Sravani Madhileti, Collins Sheeba, Iyengar Arpana
Department of Pediatric Nephrology, St John's Medical College Hospital, Bengaluru, Karnataka, India.
Indian J Nephrol. 2024 Jan-Feb;34(1):50-55. doi: 10.4103/ijn.ijn_29_23. Epub 2023 Jul 24.
Dietary acid load (DAL), which reflects the balance between acid- and alkaline-forming foods, is a modifiable risk factor for metabolic acidosis in CKD. Owing to the paucity of data in the Indian context, we undertook this cross-sectional study to estimate DAL and assess acid and alkaline food consumption in children with CKD2-5D (Chronic kidney disease stage 2 to 5 and 5D-those on hemodialysis).
Clinical profile, dietary assessment of energy, protein intake/deficits, and macronutrients were noted and computed using software created by the division of nutrition, St John's research institute based on Kidney Disease Outcomes Quality Initiative (KDOQI) guidelines in clinically stable children with CKD2-5D. DAL was estimated using potential renal acid load (PRAL in mEq/day) = (0.49 × protein intake in g/day) + (0.037 × phosphorus-intake in mg/day) - (0.02 × potassium intake in mg/day) - (0.013 × calcium intake in mg/day) - (0.027 × magnesium intake in mg/day). A positive dietary PRAL (>0) favors acidic content and negative (<0) favors alkaline content. PRAL was stratified into quartiles for analysis. The association of various clinical and dietary parameters were analysed across these quartiles.
Eighty-one children [of mean age 122 ± 47 months; 56 (69%) boys, 29 (36%) on dialysis, 62 (77%) non-vegetarians] were studied. Twenty-eight (34%) were on bicarbonate supplements. A positive PRAL (9.97 ± 7.7 mEq/day) was observed in 74/81 (91%) children with comparable proportions in those with CKD2-5 and 5D [47/52 (90%) vs. 27/29 (93%) respectively, > 0.05]. Protein intake was significantly higher in the highest quartile compared to the lowest quartile of PRAL in CKD2-5 (55 ± 16 g/day vs. 40 ± 14 g/day, < 0.001) and 5D groups (47 ± 15 g/day vs. 25 ± 11 g/day, = 0.002). A majority of the participants 60/81 (74%) consumed highly acidic and minimal alkali foods.

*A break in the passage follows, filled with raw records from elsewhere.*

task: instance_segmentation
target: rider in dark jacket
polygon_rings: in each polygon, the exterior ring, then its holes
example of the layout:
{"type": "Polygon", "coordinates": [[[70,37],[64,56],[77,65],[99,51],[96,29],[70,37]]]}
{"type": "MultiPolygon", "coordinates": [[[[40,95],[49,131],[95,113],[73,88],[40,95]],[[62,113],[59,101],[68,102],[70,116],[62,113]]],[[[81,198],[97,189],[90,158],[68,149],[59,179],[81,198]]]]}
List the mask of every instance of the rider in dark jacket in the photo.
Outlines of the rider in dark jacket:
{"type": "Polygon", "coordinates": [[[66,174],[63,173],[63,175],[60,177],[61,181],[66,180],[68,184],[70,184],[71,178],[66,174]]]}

In children with CKD2-5D, PRAL estimation revealed high DAL in the majority with a high consumption of acidic foods. These findings provide implications for appropriate dietary counseling in children with CKD.
饮食酸负荷(DAL)反映了产酸食物和产碱食物之间的平衡,是慢性肾脏病(CKD)患者代谢性酸中毒的一个可改变的风险因素。由于印度背景下的数据匮乏,我们开展了这项横断面研究,以估计CKD2 - 5D期(慢性肾脏病2至5期以及5D期——接受血液透析的患者)儿童的饮食酸负荷,并评估其酸碱食物的摄入量。
记录并使用圣约翰研究所营养科根据肾脏病预后质量倡议(KDOQI)指南创建的软件,计算临床稳定的CKD2 - 5D期儿童的临床资料、能量饮食评估、蛋白质摄入量/缺乏量以及常量营养素。饮食酸负荷通过潜在肾酸负荷(PRAL,单位为毫当量/天)来估计,计算公式为:PRAL =(0.49×蛋白质摄入量,单位为克/天)+(0.037×磷摄入量,单位为毫克/天)-(0.02×钾摄入量,单位为毫克/天)-(0.013×钙摄入量,单位为毫克/天)-(0.027×镁摄入量,单位为毫克/天)。饮食PRAL为正值(>0)表明酸性成分占优,负值(<0)表明碱性成分占优。PRAL被分为四分位数进行分析。分析了这些四分位数中各种临床和饮食参数之间的关联。
研究了81名儿童[平均年龄122±47个月;56名(69%)为男孩,29名(36%)接受透析,62名(77%)为非素食者]。28名(34%)儿童服用碳酸氢盐补充剂。74/81(91%)的儿童观察到正的PRAL(9.97±7.7毫当量/天),CKD2 - 5期和5D期儿童的比例相当[分别为47/52(90%)和27/29(93%),P>0.05]。在CKD2 - 5期,PRAL最高四分位数组的蛋白质摄入量显著高于最低四分位数组(55±16克/天对40±14克/天,P<0.001),5D期组也是如此(47±15克/天对25±11克/天,P = 0.002)。大多数参与者60/81(74%)食用高酸性和极少碱性食物。
在CKD2 - 至5D期儿童中,PRAL估计显示大多数儿童饮食酸负荷较高,且酸性食物摄入量较大。这些发现为CKD儿童的适当饮食咨询提供了依据。